Nonobstant ces différences méthodologiques, toutes ces études se veulent un apport essentiel à la meilleure compréhension des populations passées, de leur mode de vie, de leur alimentation et de leur interaction avec leur environnement. Cependant, l’ampleur des problèmes interprétatifs est majeure, d’autant plus que des généralisations sont parfois faites à partir de données peu représentatives. Ainsi, l’opinion de Pagán-Jiménez (2011a : 96) sur la validité des données botaniques concernant les populations anciennes en est une qui se comprend. Il est évidemment plus sûr d’obtenir des résultats concrets sur l’alimentation d’une population avec l’étude des grains d’amidon prélevés sur une dent humaine, par exemple, que des phytolithes provenant d’une déposition lacustre dont la datation est ambigüe et dont la nature du dépôt n’est peut-être pas associée à une activité humaine.

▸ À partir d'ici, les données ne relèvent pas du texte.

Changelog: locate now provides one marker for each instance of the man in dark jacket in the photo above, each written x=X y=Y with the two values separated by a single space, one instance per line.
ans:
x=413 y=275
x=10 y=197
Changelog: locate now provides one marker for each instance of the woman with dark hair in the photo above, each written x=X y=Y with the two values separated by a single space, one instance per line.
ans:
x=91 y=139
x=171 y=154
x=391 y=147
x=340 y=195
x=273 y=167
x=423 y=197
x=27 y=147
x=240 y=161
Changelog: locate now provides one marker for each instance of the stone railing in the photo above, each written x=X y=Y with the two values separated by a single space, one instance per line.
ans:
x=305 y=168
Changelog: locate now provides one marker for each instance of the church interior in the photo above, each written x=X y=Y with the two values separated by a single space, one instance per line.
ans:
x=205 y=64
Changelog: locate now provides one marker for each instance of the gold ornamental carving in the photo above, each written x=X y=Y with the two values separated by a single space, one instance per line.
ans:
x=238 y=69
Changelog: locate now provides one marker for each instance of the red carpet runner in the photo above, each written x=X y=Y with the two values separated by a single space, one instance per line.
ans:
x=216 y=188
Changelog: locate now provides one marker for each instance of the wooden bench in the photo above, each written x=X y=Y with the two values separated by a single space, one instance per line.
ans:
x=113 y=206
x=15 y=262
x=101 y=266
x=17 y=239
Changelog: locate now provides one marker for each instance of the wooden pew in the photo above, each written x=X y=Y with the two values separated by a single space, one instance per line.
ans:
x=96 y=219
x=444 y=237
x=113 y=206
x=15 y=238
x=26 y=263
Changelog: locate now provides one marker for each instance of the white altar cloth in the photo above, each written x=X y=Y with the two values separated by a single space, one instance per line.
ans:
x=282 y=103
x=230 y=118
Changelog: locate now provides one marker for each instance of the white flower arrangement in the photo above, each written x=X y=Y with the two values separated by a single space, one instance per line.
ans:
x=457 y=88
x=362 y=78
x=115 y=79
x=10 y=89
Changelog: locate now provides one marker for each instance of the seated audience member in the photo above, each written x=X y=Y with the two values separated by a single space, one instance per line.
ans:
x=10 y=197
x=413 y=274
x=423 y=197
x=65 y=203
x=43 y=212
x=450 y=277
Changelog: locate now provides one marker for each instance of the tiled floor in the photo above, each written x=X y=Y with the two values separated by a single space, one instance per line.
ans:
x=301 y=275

En somme, le constat principal est que l’archéobotanique n’est clairement pas utilisée à son meilleur potentiel dans la région. La méthodologie utilisée est défaillante en plusieurs points, dont celui lié à la comparaison inter site. Il semble qu’une première solution serait le développement d’une méthodologie de base adaptée au contexte caribéen, ainsi que sa mise en pratique pour assurer de bonnes interprétations archéobotaniques. En attendant, cette thèse se base sur une méthodologie déjà utilisée par Pearsall ailleurs sur les îles caribéenne, afin de rendre possible la comparaison intersite. De plus, l’archéobotanique reste une option facultative pour plusieurs chercheurs qui préfèrent diriger leurs travaux vers l’étude de la culture matérielle ou encore de l’architecture. Ceci s’explique, en partie, par le désir de suivre la « tendance » archéologique au niveau des choix du sujet d’étude, par exemple de mieux comprendre les vagues de peuplement des îles, les schèmes d’établissement, ou encore l’architecture coloniale et le système de plantation. Ainsi, il est difficile pour le chercheur de bien orienter son projet et de le réaliser de manière à ce qu’il

83

puisse être utile dans le contexte plus large de la Caraïbe, et non seulement pour un site en particulier.

84

Chapitre quatre

Applications de différentes méthodes archéobotaniques

L’archéobotanique est une discipline de l’archéologie environnementale et comprend plusieurs spécialisations ayant un lien direct avec l’examen de la flore archéologique. Les analyses effectuées dans le cadre de cette recherche combinent l’étude de quatre éléments botaniques, soient les graines, le charbon de bois, les grains d’amidon et les phytolithes, et visent spécifiquement à démontrer l’efficacité de l’application multiple de ces restes dans la résolution de problèmes archéologiques. Ce chapitre présente l’ensemble de la démarche méthodologique utilisée dans cette étude, qui comprend toutes les étapes depuis l’élaboration de la stratégie d’échantillonnage sur le terrain jusqu’à l’analyse des sédiments en laboratoire. La dernière section est, quant à elle, consacrée à l’explication des divers agents taphonomiques affectant les macro- et microrestes botaniques à l’étude. Ces agents sont déterminants dans la compréhension de la formation des sites et des assemblages, ainsi que dans l’interprétation des résultats.